Regulators and legislators are not obligated to use evidence-based decision-making. Worse, when they say they want to follow-up their own decisions, they do not. In 1995, Congress passed UMRA (Unfunded Mandate Reconciliation Act) to see how many healthcare laws that Congress passed had no funding. Nine years later, when the GAO (Government Accounting Office) studied UMRA, they found that Congress obeyed itself 11% of the time. In other words, for 89% of the bills that Congress passed, bills that mandated costly actions by healthcare organizations, there was no evidence of what they cost or where the money would come from. Congress was ignoring - actually disobeying - Congress. You might call this standard #3.

Part of the reason why healthcare does not work; why costs keep rising without let-up, why doctors and nurses are leaving; and why an estimated 98,000 people die avoidably in US hospitals each year, is the Triple Standard.

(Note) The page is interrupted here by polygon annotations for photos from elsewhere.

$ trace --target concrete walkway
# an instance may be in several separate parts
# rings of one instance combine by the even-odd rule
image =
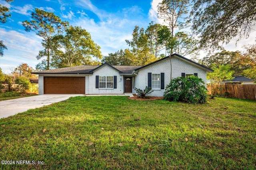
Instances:
[[[29,109],[41,107],[44,106],[66,100],[70,97],[84,96],[84,94],[43,94],[42,95],[19,98],[0,101],[0,119],[7,117]],[[121,94],[91,94],[88,96],[121,96],[133,97],[132,93]]]
[[[84,94],[43,94],[0,101],[0,119]]]
[[[134,97],[132,93],[125,93],[120,94],[86,94],[86,96],[123,96]]]

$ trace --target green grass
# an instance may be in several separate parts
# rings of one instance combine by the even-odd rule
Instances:
[[[256,111],[232,98],[71,98],[0,119],[0,160],[44,163],[0,169],[256,169]]]
[[[29,97],[37,94],[22,94],[17,92],[6,92],[0,93],[0,101],[2,100],[9,100],[10,99],[17,99],[18,98]]]

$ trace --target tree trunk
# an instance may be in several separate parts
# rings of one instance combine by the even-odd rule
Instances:
[[[47,68],[46,70],[50,70],[50,45],[49,42],[47,43]]]

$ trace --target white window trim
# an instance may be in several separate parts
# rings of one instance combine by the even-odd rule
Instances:
[[[194,73],[191,73],[191,74],[185,73],[185,77],[187,77],[187,75],[189,75],[189,76],[194,76]]]
[[[106,82],[100,82],[100,77],[104,77],[104,76],[106,76]],[[107,83],[111,83],[112,82],[107,82],[107,76],[111,76],[111,77],[113,77],[113,88],[107,88]],[[99,89],[114,89],[114,75],[99,75]],[[101,82],[105,82],[106,83],[106,87],[105,88],[100,88],[100,83]]]
[[[153,74],[159,74],[160,75],[160,79],[159,81],[154,81],[154,82],[160,82],[160,88],[152,88],[152,90],[161,90],[161,73],[159,72],[152,72],[151,74],[151,87],[153,86]]]

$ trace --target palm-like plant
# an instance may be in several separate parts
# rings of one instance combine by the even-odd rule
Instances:
[[[137,93],[137,96],[138,98],[141,98],[143,99],[145,98],[145,96],[147,94],[148,94],[154,92],[152,90],[151,88],[150,87],[146,86],[146,88],[144,90],[142,90],[139,88],[135,88],[135,92]]]

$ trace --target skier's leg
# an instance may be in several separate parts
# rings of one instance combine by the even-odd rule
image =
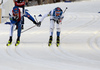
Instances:
[[[19,45],[21,36],[21,21],[18,23],[17,40],[15,46]]]
[[[53,31],[54,31],[54,20],[50,20],[50,37],[49,37],[48,46],[51,46],[51,44],[52,44]]]
[[[60,44],[61,23],[56,25],[56,29],[57,29],[56,45],[59,46],[59,44]]]
[[[21,22],[22,22],[22,23],[21,23],[21,24],[22,24],[22,25],[21,25],[21,28],[24,29],[24,14],[25,14],[25,6],[22,6],[22,13],[23,13],[23,16],[22,16],[22,21],[21,21]]]
[[[25,12],[25,17],[27,17],[29,20],[31,20],[34,24],[37,24],[35,19],[28,12]]]
[[[11,26],[10,26],[10,36],[9,36],[7,46],[12,44],[13,28],[14,28],[14,24],[11,24]]]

Those who like to assign blame might read the above and immediately point their disapproving fingers at the providers who make errors; at the managers who talk about evidence but do not walk their talk; or at the regulators who eschew evidence and depend on logic. Do not! The bad apples are not in hospitals or in Washington. There is only one big bad apple: it is called our healthcare System. To begin fixing it, we could reject the triple standard and demand a uniform standard for all: no decision without evidence.